Mais hors du parti libéral, point de salut. Continuez, cher avocat. Peut-être allez-vous bientôt découvrir les traces de pas d'ouvriers de Sherbrooke qui vont vous mettre sur la voie.
Mais ils ne croient plus guère au sac libéral, même enfariné d'étatisation ou de corporatisme incompris.
À St-Grégoire de Montmorency, il existe un problème du logement assez critique. Nous avons actuellement 117 familles qui sont sans logement. Il y a jusqu'à trois familles par logis. Nous avons du terrain pour nous bâtir, mais nous n'avons pas d'argent. Il nous faudrait emprunter du gouvernement $2,000.00 et rembourser $3,000. par versements mensuels pendant vingt années, ce qu'il nous est impossible de faire.
J'ai réussi à organiser une délégation de toutes les familles qui seront sur le pavé au mois de mai, c'est-à-dire 30 familles qui seront complètement dans le chemin. Nous devions nous rendre à l'hôtel de ville pour demander l'aide des autorités municipales, mais je ne sais trop pour quelles raisons, deux heures avant le temps marqué, tous les échevins ont reçu avis de ne pas se rendre à l'assemblée.
Imaginez un peu la déception de ces pauvres locataires qui allaient demander l'aide de ceux qu'ils ont placés là pour nous diriger, ou plutôt pour nous aider à avoir le moyen de vivre dans la société.
Plus d'une centaine ont dû rebrousser chemin en bougonnant contre le maire et les échevins. Une grande partie de la délégation est revenue à la salle des Syndicats Catholiques.
Nous avons essayé de rejoindre le maire par téléphone. On m'a répondu qu'il était rendu au parlement de Québec, à la demande de M. Adélard Godbout, pour assister à un caucus très important du parti libéral. Cependant, un autre appel téléphonique nous fait savoir qu'il est chez lui. Je rappelle ; on répond qu'il est sorti. Nous nous rendons chez lui, par l'entremise d'un échevin. Il est chez lui, mais il ne veut pas nous recevoir...
René DE BLOIS
★ ★ ★
Le mouvement créditiste est maintenant lancé à St-Grégoire de Montmorency, et avant longtemps maire et échevins seront visibles et accessibles.
La doctrine créditiste éclaire tout, même, semble-t-il, la lecture de l'Évangile.

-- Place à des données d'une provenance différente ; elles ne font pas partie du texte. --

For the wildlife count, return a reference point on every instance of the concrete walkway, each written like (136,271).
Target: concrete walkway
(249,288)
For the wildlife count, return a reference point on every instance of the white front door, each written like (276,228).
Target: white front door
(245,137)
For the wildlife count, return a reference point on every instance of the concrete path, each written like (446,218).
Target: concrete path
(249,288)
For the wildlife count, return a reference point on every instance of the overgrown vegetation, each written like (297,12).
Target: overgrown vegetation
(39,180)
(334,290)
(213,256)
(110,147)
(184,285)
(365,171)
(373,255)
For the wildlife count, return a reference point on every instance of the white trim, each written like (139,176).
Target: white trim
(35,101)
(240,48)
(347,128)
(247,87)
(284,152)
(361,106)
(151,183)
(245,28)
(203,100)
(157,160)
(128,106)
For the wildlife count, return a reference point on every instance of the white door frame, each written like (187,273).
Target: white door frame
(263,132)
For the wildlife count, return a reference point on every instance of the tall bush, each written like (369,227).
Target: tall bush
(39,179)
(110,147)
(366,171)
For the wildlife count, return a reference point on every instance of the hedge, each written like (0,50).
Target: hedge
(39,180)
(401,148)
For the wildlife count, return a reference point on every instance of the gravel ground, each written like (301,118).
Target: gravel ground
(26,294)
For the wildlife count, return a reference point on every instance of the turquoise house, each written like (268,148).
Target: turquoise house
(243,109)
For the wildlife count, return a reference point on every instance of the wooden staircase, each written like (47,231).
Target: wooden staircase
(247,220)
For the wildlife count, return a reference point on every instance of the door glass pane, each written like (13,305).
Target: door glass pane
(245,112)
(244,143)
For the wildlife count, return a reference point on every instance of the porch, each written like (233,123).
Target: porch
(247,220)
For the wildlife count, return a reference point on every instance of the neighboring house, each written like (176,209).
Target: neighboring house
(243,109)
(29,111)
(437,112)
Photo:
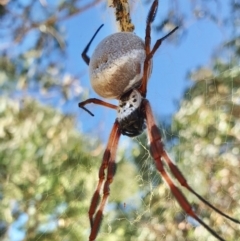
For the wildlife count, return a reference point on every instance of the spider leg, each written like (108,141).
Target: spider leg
(84,53)
(109,163)
(147,63)
(158,152)
(97,102)
(147,67)
(179,176)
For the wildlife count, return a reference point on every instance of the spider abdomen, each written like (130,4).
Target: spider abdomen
(116,65)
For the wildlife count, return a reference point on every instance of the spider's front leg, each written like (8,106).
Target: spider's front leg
(158,152)
(109,163)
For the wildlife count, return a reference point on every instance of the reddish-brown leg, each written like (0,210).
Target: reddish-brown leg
(97,102)
(109,163)
(158,152)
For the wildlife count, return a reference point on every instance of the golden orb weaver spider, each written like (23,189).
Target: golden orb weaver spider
(119,69)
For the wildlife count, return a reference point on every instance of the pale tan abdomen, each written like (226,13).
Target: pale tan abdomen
(116,65)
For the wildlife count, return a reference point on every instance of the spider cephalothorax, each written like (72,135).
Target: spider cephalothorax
(119,69)
(130,114)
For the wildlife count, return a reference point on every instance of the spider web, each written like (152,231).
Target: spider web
(203,141)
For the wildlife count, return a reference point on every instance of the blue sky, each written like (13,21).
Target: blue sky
(172,61)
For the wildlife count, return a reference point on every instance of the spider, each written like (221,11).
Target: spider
(119,69)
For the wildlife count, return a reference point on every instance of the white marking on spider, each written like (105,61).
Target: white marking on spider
(127,106)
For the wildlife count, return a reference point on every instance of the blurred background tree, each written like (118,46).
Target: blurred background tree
(49,167)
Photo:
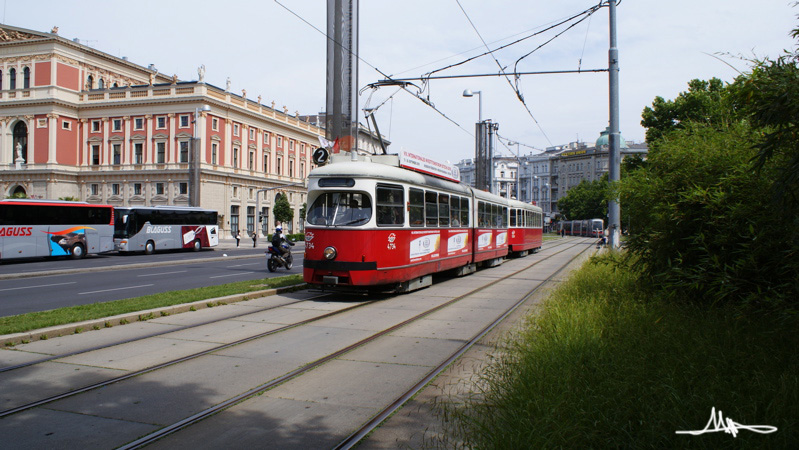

Toujours est-il qu'un abonné de Ste-Clothilde de Beauce nous écrivait le mois dernier :
"En lisant l'évangile d'aujourd'hui, quatrième dimanche de Carême, je me suis demandé : Notre-Seigneur était-il créditiste ?
« Voyant la foule qui l'avait suivi au delà de la mer de Galilée, il en eut pitié et ne voulut pas la congédier sans lui donner à manger. » Et dans un pays où il ne se trouvait que de l'herbe, il rassasia 7,000 personnes par la multiplication des pains, en créant et faisant distribuer l'abondance.
"Le miracle de l'abondance produite paraît assez bien se perpétuer au Canada, où rien ne manque pour satisfaire pleinement les nécessités des hommes. Mais la distribution ne se fait pas, comme elle se fit ce jour-là, parce que ceux qui contrôlent la distribution ne sont pas les apôtres obéissant au Maître, mais des maîtres sans cœur laissant l'abondance sous clef.
"Et dans notre bonne province catholique de Québec, où l'on devrait prolonger un peu les exemples du divin Maître, on préfère laisser gaspiller et se perdre des biens utiles plutôt que de permettre à ceux qui en ont besoin de les obtenir.
"Que dirait-on d'un père de famille qui laisserait sa femme et ses enfants dans le besoin alors que son grenier et sa dépense regorgeraient de provisions ?"
★ ★ ★
Notre-Seigneur était certainement créditiste dans le véritable sens du terme. C'est pourquoi son Église place à la disposition des fidèles un trésor commun où elle les invite tous à puiser largement pour combler leurs besoins.
Dans sa nature humaine, Notre-Seigneur portait le cœur le plus créditiste qui se puisse concevoir. Quand aurons-nous des chefs de gouvernement formés à la charité de ce cœur et qui oseront dire :
"J'ai pitié de ces gens, qu'ils aient immédiatement à manger."
Mais ce n'est pas ce qu'on enseigne à l'école de Banco, et Banco a supplanté l'Évangile.